Wir wissen, wie schnell Goethe von seiner ersten Planung Abstand nahm, als letzte Ehrung Schillers „Demetrius“ zu vollenden, und wie er sich schließlich mit dem berühmt gewordenen „Anhang“ an das „Lied von der Glocke“ begnügte, dessen Verse den Beginn genau jener Verklärung des „Unersetzlichen“ bedeuten, die 1855, vor allem aber 1859 alle Maße sprengte und zugleich den Grund lieferte für spätere ebenso heftige Absetz-und Gegenbewegungen in der Schiller-Rezeption. Am 10. Mai 1855 in Stuttgart war in dieser Hinsicht die Welt noch in Ordnung, Redner Fischer fühlte sich gar berechtigt zu sagen: „... seine Schriften und seine Verehrung sind bis in die Hütten gedrungen.“ Das war vier Jahre später vielleicht im allgemeinen Überschwang hinzunehmen, an diesem Donnerstag war es hemmungslos übertrieben. Gut informiert war dafür Fischer über andere zeitgleiche Ehrungen, denn in Dresden wurde tatsächlich am 11. Mai 1855 die „Dresdener Schiller-Stiftung“ gegründet, die im Oktober 1859 in die „Deutsche Schillerstiftung“ überging. Der seit 1840 bestehende Leipziger Schillerverein feierte ebenfalls.
Dann muss der Redner gemerkt haben, dass er vielleicht doch ein wenig über das Ziel hinaus geschossen war mit seiner Botschaft von Schiller in den Hütten: „Und gleichwohl ist es wahr, dass wir ihm noch viel schuldig geblieben sind, dass die große Mehrzahl ihn nicht nach dem ganzen Umfang seiner Bedeutung kennt und liebt, dass er unendlich größer ist, als Hunderttausende es wissen.“ Man könnte etwas lässig anfügen: Heute wissen es Millionen nicht, Milliarden sowieso, die haben den Namen Schiller noch nicht einmal je gehört in ihrem Leben und sie leben dennoch ohne diesbezügliche Mangelerscheinungen. Die ganze Hymnik zielt in die falsche Richtung, sie zielt vermutlich gar nicht. Erst wenn man liest, was der Lyriker und Dramatiker Fischer unter dem versteht, was er klassische Zeit nennt, wird man stutzig: „... wo der Genius in dem einen Brennpunkte der Begeisterung sich sammelte, durch die treueste Ineinsbildung der idealen und realen Welt das menschlich Höchste zu vollziehen!“ Dies nicht zu verstehen, ist keine Schande, es ist nämlich nur eine Hohlformel, die nichts, aber auch gar nichts besagt, die weder mit Schiller noch mit Goethe noch mit irgendeinem tatsächlich gelebt habenden Menschen jener Zeit auch nur irgendetwas zu tun hat.

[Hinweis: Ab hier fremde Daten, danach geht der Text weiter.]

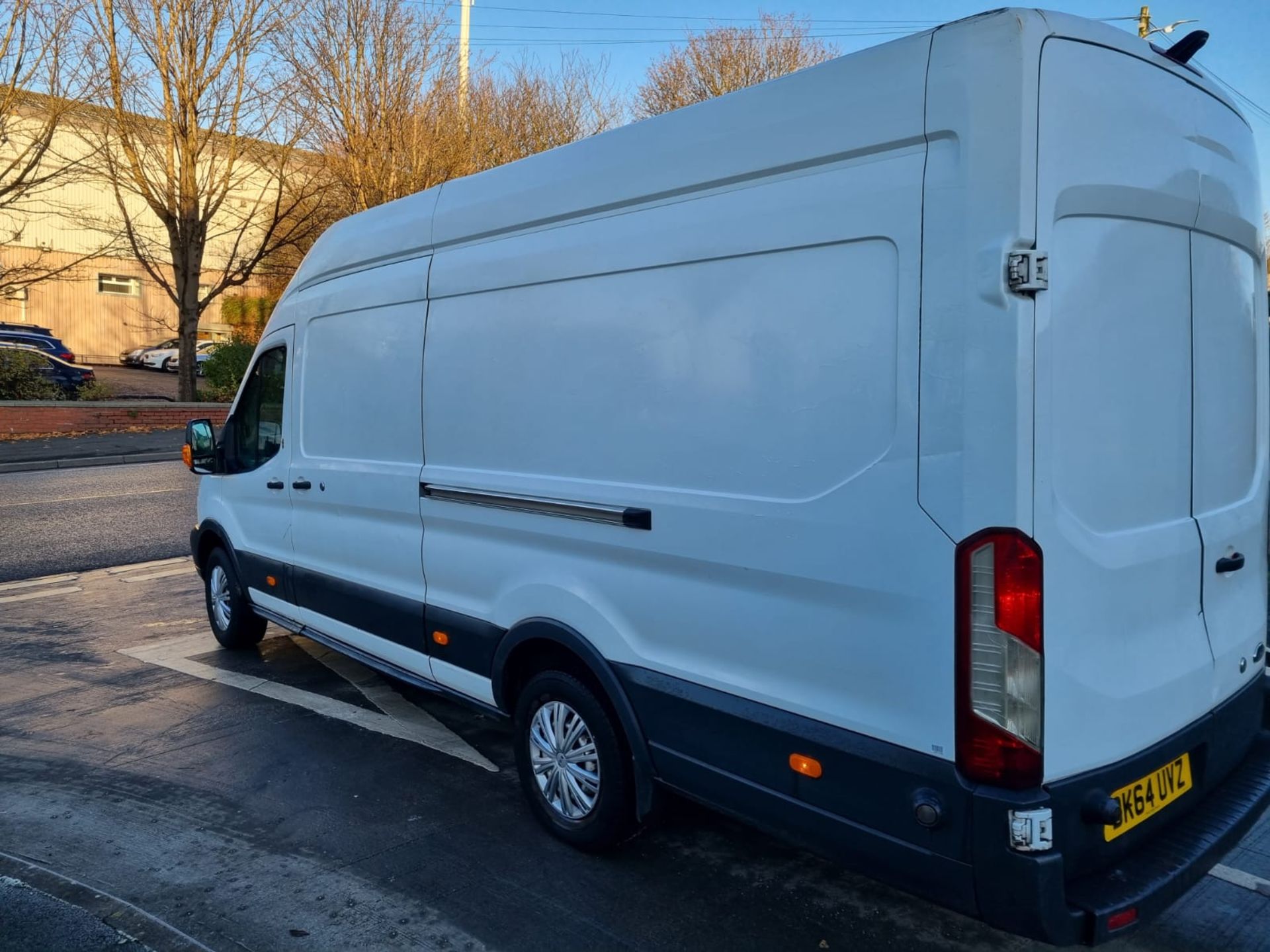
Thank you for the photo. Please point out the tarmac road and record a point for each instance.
(287, 800)
(58, 521)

Auch die anschließende Behauptung vom goldenen Zeitalter ist irreführend, es besagt wenig bis nichts, die zweite Hälfte des 18. Jahrhunderts zum goldenen Zeitalter für die deutsche Literatur zu stilisieren. Die zum Beleg herangezogene Behauptung hat mit der Realität jener Zeit nichts zu tun: „Da war es, als die großen Denker und Dichter die höchste Einheit der geistigen und sinnlichen Existenz in der reinsten Humanität erkannten, wo der Wissenschaft, der Kunst, dem Staat kein anderer Zweck von ihnen zugestanden wurde, als für die allseitigste harmonische Entfaltung des Menschen als Gattungswesen vorhanden zu sein.“ Zynisch könnte man entgegen halten, dass weder Kunst noch Wissenschaft noch Staat sich daran hielten, ganz abgesehen davon, dass es von allseitig ebenso wie von einzig eben keine Steigerung gibt. Die „Zinnen des Geistes“, von denen die Großen (inklusive Schiller) in jener Zeit angeblich dem verwunderten Volk zeigten, „was deutsche Genius zu erringen vermöge“, wäre, hätte es sie je gegeben, vergeblich erstiegen worden. „Sie sind alle wieder dahingegangen, die herrlichen Sonnenjünglinge des Genius; aber wie hell leuchtet die Stelle noch, auf der sie standen!“
Johann Georg Fischer verteidigt Schiller gegen ihm offenbar doch zu Ohren gekommene Vorwürfe. Der „Dichter des Ideals“ habe „seine Heldenideale zu hoch und unerreichbar gefasst“, seinen Frauencharakteren mangele es an „der schönen Sinnlichkeit“, ohne dafür brauchbare Argumente vorzubringen. Stattdessen fordert er, dass sich Schillers Gestalten „gegenüber der gemeine Sinn der Charakterlosigkeit sich schämen lernen mag.“ Das profaniert Aussagen aus Schillers nie als Grundlage eigenen Dichtens ernst verstandener Schaubühnen-Rede und klingt eher nach Kanzelrede, denn als Wirkungsästhetik für seine Bühnenfiguren. Auch hier wieder zeigt der Festredner erst beim Ausflug ins Konkrete, der wie ein Fremdkörper im Text wirkt, die ganze Fragwürdigkeit des Behaupteten. Hat er bis dahin noch kein einziges Werk Schillers namentlich benannt, muss nun ausgerechnet Andrea Doria aus der „Verschwörung des Fiesko zu Genua“ herhalten als „die Kraftgestalt“. Wer das Jugendwerk kennt, weiß, wie begrenzt diese Rolle ist und wie viel Willkür man in eine Deutung legen müsste, um den alten Herrscher so zu sehen. Dann aber nennt Fischer die Trauerspiele und das „Lied von der Glocke“ in einem Atemzug mit der Behauptung, sie hätten „gleich einer höheren Geheimnisverkündigung die Nation ergriffen“.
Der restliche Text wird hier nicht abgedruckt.